At this point, without a response from Cisco in the near future, I plan to take my valuable time, and use it to post a lengthy but factually based review of their SA series security routers on the major vendor websites. I think one could appropriately describe the SA500 series as abandoned/EOL'd without a notice. I think the IPS contract situation may be a Better Business Bureau complaint at a minimum, but I will attempt to give Cisco a chance to address this with the community first. The only "service" that we purchased for the SA's that is still current is Microtrend's protectlink. . .
The hardware is solid, and this device has/had so much more potential.
I am very dissapointed.
Thanks for updating the threads to let us know about the IPS signature update release. I couldn't find release notes to go with the release. I installed the update on one of our SA500's and noticed that there are several, new, 2012 dated signatures. All of them are disabled ( I assume by default?) but when I click on them to read the cisco.com SBIPS descriptions i get page not found errors. Is it an issue on my end, or do you see the same thing? Would be nice to enable these new signatures, once I know what they are. . .
All of the new signatures were disabled by default for our SA540 as well. I assume that some of the existing signatures may have been updated, but if they were the signatures were kept enabled.
I see the same thing on our end when we click on the signatures. We decided to deploy the new signatures and enable them all today, even without knowing their descriptions.
I'll let you know if we see anything weird in our syslogs over the next few days.
It has been over a month and the links are still broken. Cisco, we still have no idea what the new signatures are. I have had them hit positively and I have zero idea what it means...
That sucks.... I'd just disable those new signatures before they stop anyone from accessing anything and you won't have any idea why its happening. What's worse than having no IPS? Not knowing what your IPS is doing.
New firmware is scheduled to release in the 3rd week of September and currently going through regression testing. Beta might be available earlier.
Thanks for the update on the next firmware release.
I take it the links associated to the new (and possibly existing) IPS signatures will be part of the firmware release?

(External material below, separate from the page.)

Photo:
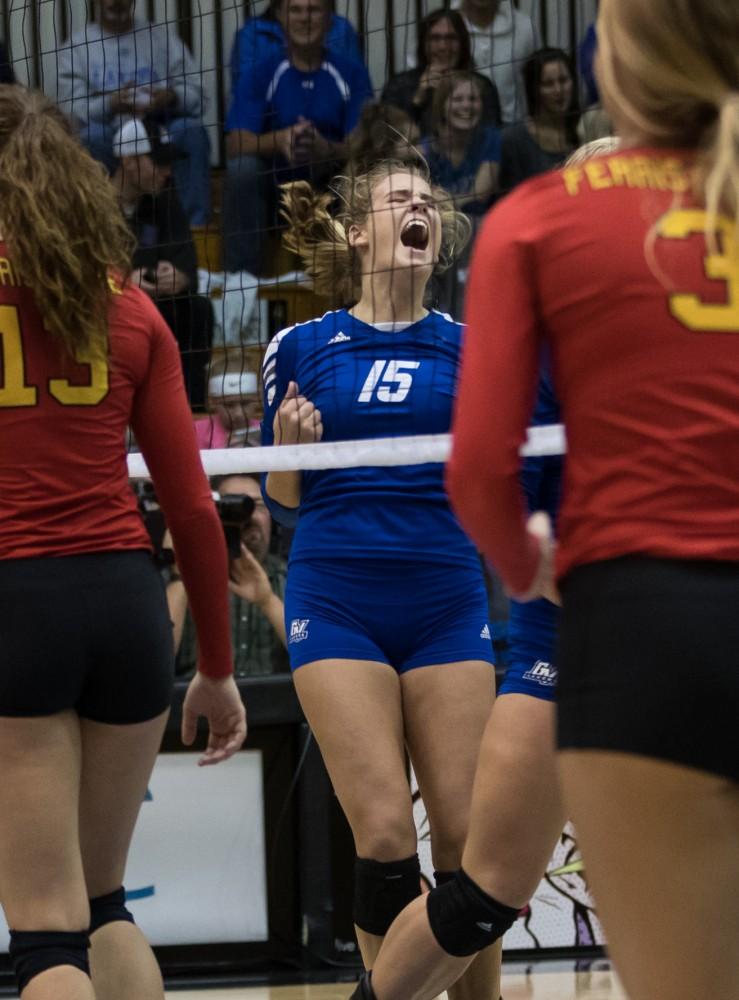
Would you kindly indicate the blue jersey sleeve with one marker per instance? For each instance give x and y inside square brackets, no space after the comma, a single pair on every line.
[249,106]
[278,370]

We are currently running the latest beta firmware (126.96.36.199_1) for the SA540, and the links are still broken. I take it that the underlying links associated to each signature either need to change (which would require a new IPS signature file) or Cisco just needs to build the actual website pages.
Here is an example:
That link comes from the IPS signature file itself. In other words, the link is not embedded into the firmware.
Firmware 188.8.131.52 has been released but the IPS signature links are still broken. When should we expect new IPS signatures with links that work?

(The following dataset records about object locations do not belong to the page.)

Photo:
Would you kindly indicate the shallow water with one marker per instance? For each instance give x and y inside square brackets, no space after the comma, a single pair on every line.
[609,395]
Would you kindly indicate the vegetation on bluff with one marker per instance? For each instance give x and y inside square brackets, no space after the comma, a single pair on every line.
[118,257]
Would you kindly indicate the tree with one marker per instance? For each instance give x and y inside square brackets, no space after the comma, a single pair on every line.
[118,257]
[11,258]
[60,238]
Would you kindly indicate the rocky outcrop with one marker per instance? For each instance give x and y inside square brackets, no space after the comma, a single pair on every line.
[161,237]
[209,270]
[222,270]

October 9th, there are still no updates related to the new firmware. Are the high memory usage issues fixed in this release? I have to reboot my SA520W every few weeks in order to free the memory. Coming from Netgear ProSafe products, I never experienced these issues before. So far, I own a SA520W router and SG300-10 switch. The insane memory usage do not help the Cisco solid reputation, I would apreciate some feedback from the Cisco technical engineers.